Scaling Limits and Guidelines

Consider and respect the scalability limitations provided in this topic in order to achieve optimal scalability and performance in Impala. For example, while you might be able to create a table with 2000 columns, you will experience performance problems while querying the table. This topic does not cover functional limitations in Impala.

Unless noted otherwise, the limits listed in this topic were tested and certified.

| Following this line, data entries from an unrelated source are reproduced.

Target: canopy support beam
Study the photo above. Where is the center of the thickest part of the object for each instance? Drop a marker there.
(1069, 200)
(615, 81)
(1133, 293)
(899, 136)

The limits noted as "generally safe" are not certified, but recommended as generally safe. A safe range is not a hard limit as unforeseen errors or troubles in your particular environment can affect the range.

Deployment Limits

  • Number of Impalad Executors: 150 nodes
  • Number of Impalad Coordinators: 1 coordinator for at most every 50 executors

Data Storage Limits

There are no hard limits for the following, but you will experience gradual performance degradation as you increase these numbers.

  • Number of databases
  • Number of tables - total, per database
  • Number of partitions - total, per table
  • Number of files - total, per table, per table per partition
  • Number of views - total, per database
  • Number of user-defined functions - total, per database
  • Parquet
    • Number of columns per row group
    • Number of row groups per block
    • Number of HDFS blocks per file

Schema Design Limits

  • Number of columns
    • 300 for Kudu tables
    • 1000 for other types of tables

Security Limits

  • Number of roles: 10,000

Query Limits - Compile Time

  • Maximum number of columns in a query, included in a SELECT list, INSERT, and in an expression: no limit
  • Number of tables referenced: no limit
  • Number of plan nodes: no limit
  • Number of plan fragments: no limit
  • Depth of expression tree: 1000 hard limit
  • Width of expression tree: 10,000 hard limit
  • Codegen: Very deeply nested expressions within queries can exceed internal Impala limits, leading to excessive memory usage. Setting the query option disable_codegen=true may reduce the impact, at a cost of longer query runtime.